TokForge SD1.5-LCM — Cinematic (epiCRealism)
An epiCRealism + LCM SD1.5 MNN bundle — the TokForge SD15_LCM_MNN fast few-step image model,
but with the candid/film-look photoreal epiCRealism checkpoint as the base instead of
DreamShaper-7. Renders a coherent, cinematic-photoreal 512px image in 4 steps on the in-process MNN
diffusion engine — full MNN speed, the film look baked into the UNet weights.
This is the Cinematic tier of the TokForge styled image catalog — the twin photoreal style to the Photoreal (Realistic Vision V5.1) tier. epiCRealism leans toward a candid, cinematic film look: naturalistic lighting and colour, true-to-life skin and texture, lifelike people and scenes. It won the candid/film-look people category in TokForge's internal photoreal-base A/B. Verified on-device (OnePlus D9500 CPU, 4 steps) rendering a clean candid/film-look portrait at MNN speed.
9-file MNN bundle: unet.mnn(.weight) (INT8, epiCRealism + LCM fused), reference SD1.5
f16 text_encoder.mnn(.weight) + vae_decoder.mnn(.weight), vocab.json, merges.txt,
alphas.txt.
Provenance & licenses
- Base model: emilianJR/epiCRealism — CreativeML-OpenRAIL-M (commercial-OK; redistribution of derivatives is licensed under OpenRAIL-M §III.4). epiCRealism is a photoreal/film-look SD1.5 checkpoint.
- LCM adapter: latent-consistency/lcm-lora-sdv1-5 — openrail++ (UNet-only consistency adapter, fused to keep the 4-step floor).
- CLIP / VAE / tokenizer: the standard SD1.5 reference assets (CLIP ViT-L/14 text encoder + SD1.5 VAE) reused verbatim from the TokForge base LCM bundle. This matches the other TokForge SD1.5-LCM bundles' 9-file layout and dodges the libDIF CLIP-trace issue with freshly-exported CLIP.
Modifications (OpenRAIL-M §III "mark modified")
This bundle is a modified derivative of epiCRealism:
- The LCM consistency adapter (
lcm-lora-sdv1-5) is fused into the UNet (fp32 ΔW viadiffusers.fuse_lora()) so the model is coherent at 4-8 steps with CFG≈1.0. - The fused UNet is exported to ONNX and converted to an INT8-quantized MNN model
(
MNNConvert, asymmetric 8-bit weight quant) for on-device CPU inference. - CLIP and VAE are the SD1.5 reference MNN assets, not epiCRealism's own.
No retraining or fine-tuning of the original weights was performed beyond the LCM fuse + quant.
Use restrictions (OpenRAIL-M Attachment A)

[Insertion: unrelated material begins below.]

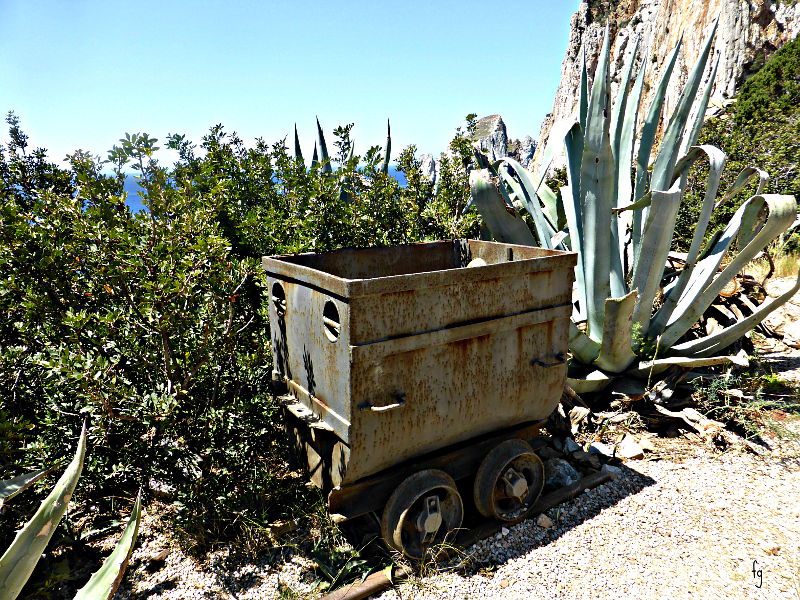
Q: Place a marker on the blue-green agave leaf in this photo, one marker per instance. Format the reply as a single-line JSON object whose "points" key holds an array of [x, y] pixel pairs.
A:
{"points": [[716, 160], [616, 353], [11, 487], [298, 154], [653, 252], [646, 139], [741, 180], [18, 562], [707, 284], [388, 146], [503, 225], [104, 583], [598, 174], [324, 159], [671, 144]]}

Use of this model is subject to the CreativeML Open RAIL-M license, including the Attachment A use-based restrictions: you agree not to use the model, or any derivative, to violate any law; to exploit/harm minors; to generate or disseminate verifiably false information to harm others; to generate or disseminate personal identifiable information to harm someone; to defame, disparage or harass others; for fully automated decision-making that adversely affects legal rights or creates binding obligations; for discrimination or harm to individuals or groups based on protected characteristics; to exploit vulnerabilities of a specific group; to generate non-consensual or false content about individuals; or to provide medical advice/interpretation of medical results as a substitute for professional advice. See the full license text: https://huggingface.co/spaces/CompVis/stable-diffusion-license
These use-based restrictions propagate to all who use or redistribute this bundle.
Attribution
- epiCRealism — © emilianJR, CreativeML-OpenRAIL-M.
- Latent Consistency Model LoRA (SD1.5) — Latent Consistency team, openrail++.
- Packaged for on-device MNN inference by TokForge (dev.tokforge).